This week, the UK’s annual Recycle Week takes place for the 18th year. The slogan this year - Step it up this Recycle Week - is aimed at ‘galvanising the public into recycling more of the right things, more often’, says WRAP, the organisers behind the event.
A strong supporter of the week is UKRI, the UK’s largest public funder of research and innovation, which includes projects relating to new plastics recycling technologies. UKRI has established the £60m Smart Sustainable Plastic Packaging Challenge, an amount which has been more than matched by industry funding, as a challenge for the industry to not just develop answers to their own plastic problems, but to come together for more effective and immediate solutions for the UK as a whole.
To date, UKRI has backed a variety of projects, aiming to bring novel recycling technologies and services to maturity through targeted financial support. A key feature of the projects it selects is that they must be based on collaboration between industry stakeholders.
Engineering, manufacturers and university expertise came together in ReNew ELP’s project for converting end-of-life plastics into new feedstocks that can be used to create new products. The project aims to start processing 20,000 tonnes of problem plastics a year once operational.
A similar collaborative approach has been taken by 17 partners in the ‘One bin to rule them all’ project, that aims to simplify recycling for consumers, derive value from reused plastic products, and address the wider recycling infrastructure issues. Likewise, the UKRI-backed CauliBox project is aiming to save 15 million single-use takeaway containers a year by signing up food vendors to a scheme of reusable and returnable take-away boxes. And the Evolve Packaging project will take the reuse concept further, with substantial research into the materials, technology and supply eco system required to develop a scalable, environmental and commercial solution for using plastic waste materials to form the bedrock of new products in a circular plastic economy of the future.

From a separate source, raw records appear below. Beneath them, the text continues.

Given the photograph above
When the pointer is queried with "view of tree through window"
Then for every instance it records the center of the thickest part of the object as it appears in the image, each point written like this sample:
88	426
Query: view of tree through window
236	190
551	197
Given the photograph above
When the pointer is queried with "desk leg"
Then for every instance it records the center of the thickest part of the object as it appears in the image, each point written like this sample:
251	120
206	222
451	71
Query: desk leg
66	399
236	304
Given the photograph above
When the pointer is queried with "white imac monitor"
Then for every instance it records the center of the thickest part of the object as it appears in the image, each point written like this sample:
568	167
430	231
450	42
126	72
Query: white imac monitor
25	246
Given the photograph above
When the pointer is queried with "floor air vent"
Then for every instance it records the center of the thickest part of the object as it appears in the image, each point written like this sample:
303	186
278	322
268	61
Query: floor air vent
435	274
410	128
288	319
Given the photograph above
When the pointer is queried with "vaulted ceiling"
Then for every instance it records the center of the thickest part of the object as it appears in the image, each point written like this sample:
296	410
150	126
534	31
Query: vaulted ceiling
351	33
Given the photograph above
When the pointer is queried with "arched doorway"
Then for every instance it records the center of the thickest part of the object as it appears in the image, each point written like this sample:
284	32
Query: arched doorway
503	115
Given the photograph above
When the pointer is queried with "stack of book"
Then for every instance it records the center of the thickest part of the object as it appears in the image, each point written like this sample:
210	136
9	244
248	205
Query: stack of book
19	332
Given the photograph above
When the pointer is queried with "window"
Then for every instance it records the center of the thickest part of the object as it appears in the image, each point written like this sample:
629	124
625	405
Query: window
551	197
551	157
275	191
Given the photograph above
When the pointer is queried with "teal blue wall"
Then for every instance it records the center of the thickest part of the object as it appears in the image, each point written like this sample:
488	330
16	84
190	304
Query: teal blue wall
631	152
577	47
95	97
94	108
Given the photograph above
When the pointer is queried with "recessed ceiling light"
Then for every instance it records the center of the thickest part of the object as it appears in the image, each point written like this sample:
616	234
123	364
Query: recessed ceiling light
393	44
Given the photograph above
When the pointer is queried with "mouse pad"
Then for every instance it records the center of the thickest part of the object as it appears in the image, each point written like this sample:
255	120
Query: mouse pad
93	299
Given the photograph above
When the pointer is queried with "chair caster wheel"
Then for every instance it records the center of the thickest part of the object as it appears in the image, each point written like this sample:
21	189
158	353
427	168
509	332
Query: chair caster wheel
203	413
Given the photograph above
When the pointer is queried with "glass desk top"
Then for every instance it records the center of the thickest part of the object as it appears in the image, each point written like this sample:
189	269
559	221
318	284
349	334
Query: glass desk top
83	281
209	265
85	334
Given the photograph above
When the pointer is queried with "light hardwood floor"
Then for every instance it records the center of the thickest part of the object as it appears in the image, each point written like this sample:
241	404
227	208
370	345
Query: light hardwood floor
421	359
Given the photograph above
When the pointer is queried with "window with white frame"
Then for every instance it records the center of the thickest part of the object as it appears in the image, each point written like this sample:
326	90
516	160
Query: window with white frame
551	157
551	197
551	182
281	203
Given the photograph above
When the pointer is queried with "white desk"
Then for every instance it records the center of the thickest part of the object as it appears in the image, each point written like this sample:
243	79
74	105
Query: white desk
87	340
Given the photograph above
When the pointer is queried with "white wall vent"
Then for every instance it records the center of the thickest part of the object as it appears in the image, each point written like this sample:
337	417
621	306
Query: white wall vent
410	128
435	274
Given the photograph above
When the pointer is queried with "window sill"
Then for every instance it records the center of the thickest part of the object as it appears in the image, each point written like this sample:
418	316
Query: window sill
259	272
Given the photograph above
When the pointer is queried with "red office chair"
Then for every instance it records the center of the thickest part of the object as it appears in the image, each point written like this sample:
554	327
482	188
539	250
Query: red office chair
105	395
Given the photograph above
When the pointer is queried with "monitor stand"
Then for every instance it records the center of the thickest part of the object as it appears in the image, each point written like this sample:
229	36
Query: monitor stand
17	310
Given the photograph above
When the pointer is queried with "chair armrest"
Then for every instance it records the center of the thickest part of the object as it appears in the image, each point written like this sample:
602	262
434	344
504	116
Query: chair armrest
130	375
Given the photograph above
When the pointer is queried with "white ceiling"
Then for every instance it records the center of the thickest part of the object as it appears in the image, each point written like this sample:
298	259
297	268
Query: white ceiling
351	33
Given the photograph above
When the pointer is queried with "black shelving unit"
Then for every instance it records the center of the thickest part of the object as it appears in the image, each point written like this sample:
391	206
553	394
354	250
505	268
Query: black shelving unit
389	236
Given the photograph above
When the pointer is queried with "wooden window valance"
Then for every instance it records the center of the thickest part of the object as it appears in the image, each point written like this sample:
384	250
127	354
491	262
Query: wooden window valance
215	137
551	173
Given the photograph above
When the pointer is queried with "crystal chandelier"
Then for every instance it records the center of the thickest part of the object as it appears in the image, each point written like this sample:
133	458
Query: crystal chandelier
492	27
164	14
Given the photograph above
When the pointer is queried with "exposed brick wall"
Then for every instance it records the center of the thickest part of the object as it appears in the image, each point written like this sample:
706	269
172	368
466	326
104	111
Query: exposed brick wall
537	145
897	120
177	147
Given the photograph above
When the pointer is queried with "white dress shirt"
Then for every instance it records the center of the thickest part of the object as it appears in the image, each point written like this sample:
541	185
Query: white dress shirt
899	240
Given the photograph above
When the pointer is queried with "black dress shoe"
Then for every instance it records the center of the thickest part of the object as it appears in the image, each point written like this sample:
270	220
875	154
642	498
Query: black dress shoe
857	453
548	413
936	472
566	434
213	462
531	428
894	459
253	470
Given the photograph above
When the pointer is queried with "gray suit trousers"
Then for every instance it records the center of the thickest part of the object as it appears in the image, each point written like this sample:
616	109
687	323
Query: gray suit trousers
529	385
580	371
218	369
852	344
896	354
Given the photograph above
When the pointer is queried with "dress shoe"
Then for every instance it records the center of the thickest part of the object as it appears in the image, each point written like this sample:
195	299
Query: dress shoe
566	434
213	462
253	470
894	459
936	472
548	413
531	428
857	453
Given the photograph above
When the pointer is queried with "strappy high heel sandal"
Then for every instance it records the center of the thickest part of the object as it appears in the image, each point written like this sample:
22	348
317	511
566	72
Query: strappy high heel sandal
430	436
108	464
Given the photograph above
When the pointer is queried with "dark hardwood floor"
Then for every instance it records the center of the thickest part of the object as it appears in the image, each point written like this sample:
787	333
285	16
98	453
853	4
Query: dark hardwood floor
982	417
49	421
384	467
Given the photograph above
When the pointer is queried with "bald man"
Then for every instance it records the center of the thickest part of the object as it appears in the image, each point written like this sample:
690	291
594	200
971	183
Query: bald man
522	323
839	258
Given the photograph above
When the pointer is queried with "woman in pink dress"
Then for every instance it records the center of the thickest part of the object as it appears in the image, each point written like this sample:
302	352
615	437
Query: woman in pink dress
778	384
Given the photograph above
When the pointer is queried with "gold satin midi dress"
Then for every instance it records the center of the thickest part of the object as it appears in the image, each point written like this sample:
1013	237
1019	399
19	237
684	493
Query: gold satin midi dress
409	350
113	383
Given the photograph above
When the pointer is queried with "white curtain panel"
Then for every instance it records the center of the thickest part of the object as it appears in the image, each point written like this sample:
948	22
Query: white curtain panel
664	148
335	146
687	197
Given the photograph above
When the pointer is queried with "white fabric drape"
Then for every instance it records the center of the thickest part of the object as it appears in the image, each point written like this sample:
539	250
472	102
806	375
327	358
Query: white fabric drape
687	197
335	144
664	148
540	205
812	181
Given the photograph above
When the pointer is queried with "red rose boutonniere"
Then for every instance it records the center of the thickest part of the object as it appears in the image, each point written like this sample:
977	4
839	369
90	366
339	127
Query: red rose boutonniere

Paul Davidson, challenge director for UKRI’s Smart Sustainable Plastic Packaging challenge, said: “The solution for plastics has never been as simple as eradicating their use completely, as they still provide valuable resources and components to a range of industries that cannot be replaced with other materials. Having seen the development and growth of some of the new innovative projects that applied for funding with UKRI, it’s great to see that many of the traditional plastics problems do have a solution on the horizon.”
He added that having a non-recyclable or reusable product in this day and age is ‘no longer acceptable’. “We will continue to support those innovators looking to change the game forever.”
UKRI has also provided funding for a number of research projects that will look into stepping up the UK’s response to its plastics problem, as well as large-scale recycling facilities across a number of key regions.